Perplejidad

Hacer filosofía requiere ser lo bastante ingenuo – o valiente- para reconocer que no vemos las cosas claras. Para aceptar sin reservas ni coartadas el desconcierto, la desazón y el vértigo que nos produce lo que no entendemos. A menudo se cita como frase inaugural de la filosofía la sentencia socrática ‘sólo sé que no sé nada’.
La filosofía, en efecto, ni sabe mucho no aporta casi nada. No proporciona ni la seguridad que ofrece la ciencia, ni el placer que produce el arte ni el consuelo que puede darnos la religión.
En vez de buscar una explicación, una fórmula, un concepto o un exorcismo que suavice nuestro horror al vacío intelectual y nuestro terror a lo desconocido, la actitud filosófica es aquella que osa demorarse y hurgar en la perplejidad misma. Más que osar saber, osar ignorar.
Una osadía que tienen naturalmente los niños, y que sólo con los años vamos perdiendo. Como se sabe los niños hacen siempre más preguntas de la cuenta.
-¿Y por qué trabajas todo el día, papá?
-Para que tú puedas ir a la escuela
-¿Y para qué he de ir a la escuela?
-Para estudiar y aprender muchas cosas.
-¿Y para qué he de estudiar y aprender muchas cosas?
-Para que, cuando seas mayor, puedas ganarte la vida.
-¿Y para qué he de ganarme la vida?
-Para casarte, tener hijos…
-¿Y que los hijos vayan a la escuela? Así, yo voy a la escuela para que mis hijos vayan a la escuela para que…
Éste es el momento en el que los mayores no sabemos ya qué contestar y apelamos a la autoridad:
-Mira, calla y deja de hacer preguntas tontas.

Pero son precisamente esas preguntas tontas las que no deja de hacerse el filósofo toda su vida. Y en este sentido tendría razón quien dijera que son filósofos las personas que no han sabido asumir ni superar la crisis de la infancia. Pues hay una cosa que los niños intuyen y los filósofos saben: que toda pregunta llevada un poco más allá de la cuenta no tiene respuesta sino que nos conduce directamente a una nueva pregunta o a una paradoja.

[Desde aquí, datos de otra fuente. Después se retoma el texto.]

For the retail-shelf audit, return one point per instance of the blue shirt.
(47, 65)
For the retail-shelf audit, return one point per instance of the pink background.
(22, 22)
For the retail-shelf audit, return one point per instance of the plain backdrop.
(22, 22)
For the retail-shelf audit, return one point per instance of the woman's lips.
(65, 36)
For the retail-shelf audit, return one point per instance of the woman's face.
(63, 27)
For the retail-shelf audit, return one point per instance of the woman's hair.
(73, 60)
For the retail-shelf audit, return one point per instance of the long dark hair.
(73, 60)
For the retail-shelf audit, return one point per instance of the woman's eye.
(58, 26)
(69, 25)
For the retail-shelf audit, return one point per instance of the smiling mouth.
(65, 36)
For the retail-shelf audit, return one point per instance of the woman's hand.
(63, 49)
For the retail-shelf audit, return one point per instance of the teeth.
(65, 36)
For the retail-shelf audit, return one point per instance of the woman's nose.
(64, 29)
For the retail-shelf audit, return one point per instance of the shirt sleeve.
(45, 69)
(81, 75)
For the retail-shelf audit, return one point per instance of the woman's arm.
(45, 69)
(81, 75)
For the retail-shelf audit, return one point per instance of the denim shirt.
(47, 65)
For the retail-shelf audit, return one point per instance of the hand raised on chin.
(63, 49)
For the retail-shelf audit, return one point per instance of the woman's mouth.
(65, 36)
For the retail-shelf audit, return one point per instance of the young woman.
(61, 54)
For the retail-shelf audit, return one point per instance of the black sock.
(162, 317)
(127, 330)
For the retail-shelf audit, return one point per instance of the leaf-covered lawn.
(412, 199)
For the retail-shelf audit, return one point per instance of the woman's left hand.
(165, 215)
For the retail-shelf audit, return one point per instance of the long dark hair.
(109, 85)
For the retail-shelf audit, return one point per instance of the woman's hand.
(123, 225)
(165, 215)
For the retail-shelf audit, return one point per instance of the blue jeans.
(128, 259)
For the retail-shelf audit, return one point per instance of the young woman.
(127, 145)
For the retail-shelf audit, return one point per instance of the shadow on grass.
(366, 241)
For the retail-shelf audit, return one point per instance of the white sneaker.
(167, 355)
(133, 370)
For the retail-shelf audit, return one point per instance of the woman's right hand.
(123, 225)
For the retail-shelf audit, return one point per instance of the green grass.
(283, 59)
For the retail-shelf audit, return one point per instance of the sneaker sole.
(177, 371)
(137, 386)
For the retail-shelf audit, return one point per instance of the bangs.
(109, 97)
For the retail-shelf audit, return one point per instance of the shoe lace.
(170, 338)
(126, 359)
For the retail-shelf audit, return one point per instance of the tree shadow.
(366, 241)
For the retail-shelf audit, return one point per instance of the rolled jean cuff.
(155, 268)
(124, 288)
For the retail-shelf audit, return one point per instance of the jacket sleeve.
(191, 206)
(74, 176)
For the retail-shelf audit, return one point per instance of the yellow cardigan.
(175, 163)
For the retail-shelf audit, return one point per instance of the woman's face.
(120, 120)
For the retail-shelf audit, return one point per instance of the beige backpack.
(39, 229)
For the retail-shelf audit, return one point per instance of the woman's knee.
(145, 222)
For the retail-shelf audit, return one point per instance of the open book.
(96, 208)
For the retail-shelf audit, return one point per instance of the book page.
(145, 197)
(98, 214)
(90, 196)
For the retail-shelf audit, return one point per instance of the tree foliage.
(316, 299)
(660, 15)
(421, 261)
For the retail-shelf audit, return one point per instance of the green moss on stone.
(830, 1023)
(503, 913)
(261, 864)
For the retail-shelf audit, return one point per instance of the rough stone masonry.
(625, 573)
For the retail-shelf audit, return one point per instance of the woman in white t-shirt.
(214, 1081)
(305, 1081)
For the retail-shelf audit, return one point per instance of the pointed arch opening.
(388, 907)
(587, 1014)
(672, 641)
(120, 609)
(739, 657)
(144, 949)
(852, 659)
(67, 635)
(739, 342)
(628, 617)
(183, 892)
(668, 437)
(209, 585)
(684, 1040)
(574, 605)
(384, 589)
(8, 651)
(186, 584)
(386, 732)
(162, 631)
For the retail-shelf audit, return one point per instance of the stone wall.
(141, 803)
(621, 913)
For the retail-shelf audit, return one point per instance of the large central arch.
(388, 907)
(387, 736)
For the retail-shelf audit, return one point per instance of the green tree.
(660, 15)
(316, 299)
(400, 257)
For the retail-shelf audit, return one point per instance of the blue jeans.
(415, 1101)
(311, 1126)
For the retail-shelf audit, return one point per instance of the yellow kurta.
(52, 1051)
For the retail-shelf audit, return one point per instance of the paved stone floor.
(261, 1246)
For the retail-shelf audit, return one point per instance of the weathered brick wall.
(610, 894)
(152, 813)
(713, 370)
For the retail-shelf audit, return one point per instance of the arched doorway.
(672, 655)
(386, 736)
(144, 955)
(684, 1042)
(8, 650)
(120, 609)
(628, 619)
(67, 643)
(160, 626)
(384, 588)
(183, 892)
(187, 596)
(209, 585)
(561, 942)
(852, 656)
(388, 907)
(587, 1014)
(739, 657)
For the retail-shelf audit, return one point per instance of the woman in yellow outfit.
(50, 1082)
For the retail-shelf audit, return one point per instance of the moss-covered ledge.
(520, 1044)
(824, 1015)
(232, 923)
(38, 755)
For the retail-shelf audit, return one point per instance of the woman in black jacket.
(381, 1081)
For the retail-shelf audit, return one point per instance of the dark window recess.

(…) Es nuestra propia tentación de ver claro lo que nos lleva a situar los problemas, a definir los acontecimientos y a poner las preguntas allí donde quisiéramos que estuvieran, para no tenernos, de veras, que cuestionar. Recortamos así el mundo a la medida de nuestras necesidades, es decir a la medida de nuestros compartimientos mentales o culturales que ya tenemos preparados para entenderlo. Pero lo que la perplejidad filosófica puede enseñarnos es que a menudo el problema está donde no se deja captar.
(…) También es así cómo cualquier pensamiento se vuelve filosofía. Frente a la obsesión de verlo todo claro, la filosofía comienza a encontrar problemático lo que para los otros, para todo el mundo, para casi todo el mundo, es evidente, claro y transparente.